Candidato a prefeito de Santa Isabel, Dr. Chinchila não cumpriu a Lei Orgânica do município

Política Em 08/02/2020 00:09:58

Na manhã de quarta-feira passada o médico Dr. Carlos Chinchila acompanhado do Cap. Domingos Martins, protocolou na secretaria da Câmara Municipal de Santa Isabel a sua “Declaração de Bens” referente ao exercício de 2019. Segundo o documento, não houve alteração em sua evolução patrimonial.

Sua preocupação tinha como base o parágrafo único do Artigo 60-A da Lei Orgânica do Município de Santa Isabel que determina que “o Vice Prefeito fará declaração pública de seus bens, que será transcrita em livro próprio da Câmara Municipal”;(...) “até o dia 31 de janeiro de cada ano, referente ao ano base anterior”, e ao término do mandato.

Apontado como candidato a prefeito favorito nas próximas eleições, Chinchila não cumpriu o que determina a Lei e se justitificou à reportagem do jornal Ouvidor dizendo que viajou no mês de janeiro e, mesmo tendo retornado antes do dia 31, esteve atribulado em suas obrigações profissionais não tendo condições de cumprir o prazo.

O Médico contou ainda que em dezembro de 2019 foi à Câmara Municipal com o objetivo de entregar a sua declaração antecipando-se à data. Entretanto encontrou o Legislativo fechado pelo recesso parlamentar. Segundo explicou, telefonou ao Presidente, vereador Luizão Arquiteto, a quem manifestou o seu desagrado por encontrar o legislativo sem atividades. Luizão confirma a conversa ao telefone e acrescentou que expôs duas situações: que o recesso parlamentar foi amplamente divulgado; e o fato de que o exercício de 2019 só se encerraria no dia 31 de dezembro, portanto o protocolo só teria validade após essa data. Sugeriu ainda que o documento fosse entregue no dia seis de janeiro quando a secretaria da Câmara voltaria às atividades.

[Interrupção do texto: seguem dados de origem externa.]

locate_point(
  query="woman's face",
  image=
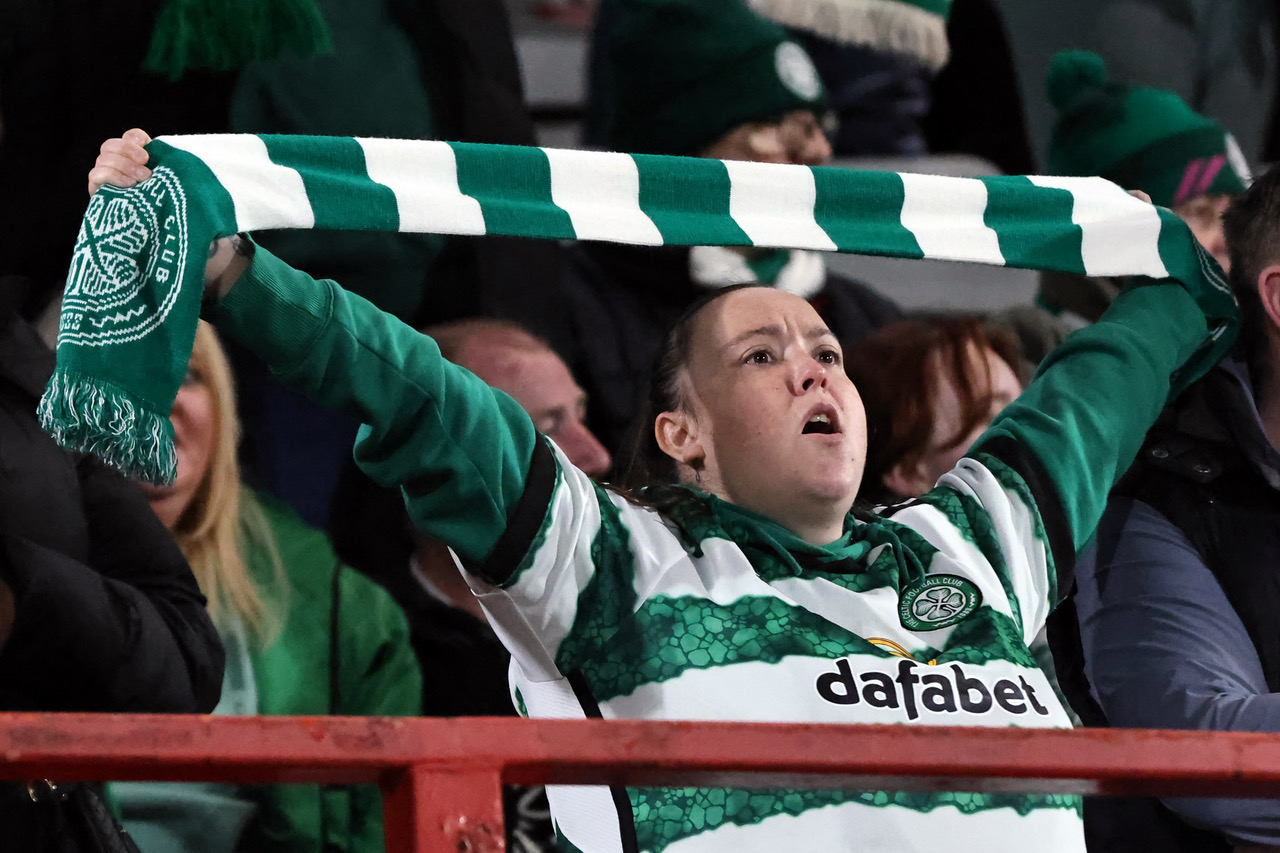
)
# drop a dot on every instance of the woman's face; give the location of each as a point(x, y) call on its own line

A Assessoria Jurídica da Câmara esclarece que a entrega da declaração protocolada no dia 5 de fevereiro não atende à determinação legal. – A Mesa da Câmara deverá comunicar a omissão e o atraso da entrega ao Ministério Público e ao Tribunal de Contas que vão analisar o caso sob a ótica do crime de responsabilidade. Dr. Chinchila terá condições de se justificar e poderá obter a isenção. Já, sob o aspecto político administrativo, quem deverá julgar é a Câmara que agirá somente se for provocada por um interessado. Se ninguém se manifestar contra o atraso o assunto se encerra somente com a decisão do MP e do TCE.

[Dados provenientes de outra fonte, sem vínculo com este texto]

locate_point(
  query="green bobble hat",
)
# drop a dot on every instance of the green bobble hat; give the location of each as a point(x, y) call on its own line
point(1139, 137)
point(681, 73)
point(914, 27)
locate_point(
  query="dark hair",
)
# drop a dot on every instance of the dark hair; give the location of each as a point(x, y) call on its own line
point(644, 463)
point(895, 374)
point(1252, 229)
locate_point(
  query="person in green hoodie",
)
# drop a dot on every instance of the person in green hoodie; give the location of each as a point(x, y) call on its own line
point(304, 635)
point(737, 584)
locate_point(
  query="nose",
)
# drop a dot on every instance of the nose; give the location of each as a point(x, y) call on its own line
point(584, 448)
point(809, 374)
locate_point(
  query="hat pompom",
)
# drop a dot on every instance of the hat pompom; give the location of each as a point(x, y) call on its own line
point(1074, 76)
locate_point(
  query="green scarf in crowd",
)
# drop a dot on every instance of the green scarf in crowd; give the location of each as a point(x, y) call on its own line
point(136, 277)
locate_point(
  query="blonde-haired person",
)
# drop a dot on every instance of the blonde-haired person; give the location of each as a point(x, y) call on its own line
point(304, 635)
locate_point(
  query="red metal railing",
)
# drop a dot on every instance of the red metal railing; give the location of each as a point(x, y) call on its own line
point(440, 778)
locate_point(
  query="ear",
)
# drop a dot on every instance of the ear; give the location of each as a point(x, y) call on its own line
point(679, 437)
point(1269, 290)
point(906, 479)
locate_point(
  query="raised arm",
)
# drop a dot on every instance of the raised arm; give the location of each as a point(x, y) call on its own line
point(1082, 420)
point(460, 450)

Técnicos e, entre eles a assessoria jurídica do atual Vice Prefeito, entretanto acreditam que não se trata de um crime insanável, passível, portanto de correção o que dá validade ao documento entregue fora do prazo. Segundo a Assessoria Jurídica de Chinchila, “o suposto (sic) atraso na entrega da declaração não está no rol de infrações político administrativas descrito na Lei Orgânica de Santa Isabel ou na legislação federal aplicável ao caso”.

Vereador

O vereador Márcio Pinho não compareceu à reunião de terça-feira passada, levantando a suspeita de que terá de enfrentar os mesmos problemas do Vice Prefeito Carlos Chinchila.  Com a família nos Estados Unidos, Márcio foi impedido de embarcar de volta ao Brasil em razão de sua rinite, confundida com um sintoma do “Corona Virus”. Pelo telefone, Márcio disse que entregou a sua declaração no dia seis de janeiro, estando portanto quites com sua obrigação.

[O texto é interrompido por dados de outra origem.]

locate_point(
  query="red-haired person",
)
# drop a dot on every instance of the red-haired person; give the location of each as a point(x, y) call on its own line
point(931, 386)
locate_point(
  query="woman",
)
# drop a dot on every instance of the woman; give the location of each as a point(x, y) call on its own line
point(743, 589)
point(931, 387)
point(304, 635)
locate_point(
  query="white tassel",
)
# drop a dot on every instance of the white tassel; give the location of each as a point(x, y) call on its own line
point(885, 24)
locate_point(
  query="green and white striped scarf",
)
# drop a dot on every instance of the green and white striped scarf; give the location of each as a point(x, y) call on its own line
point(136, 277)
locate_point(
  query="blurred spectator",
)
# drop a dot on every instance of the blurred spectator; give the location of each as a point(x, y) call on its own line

Segundo a Assessoria Jurídica da Câmara eventualmente, no caso de um vereador, o procedimento deverá ser o mesmo adotado com relação ao vice-prefeito, contudo há uma diferença. O Vereador tem de apenas ratificar a sua declaração de bens, uma vez que ela está sempre disponível na Câmara.  O vereador Márcio  Pinho está retornando a Brasil neste sábado (08/02/20).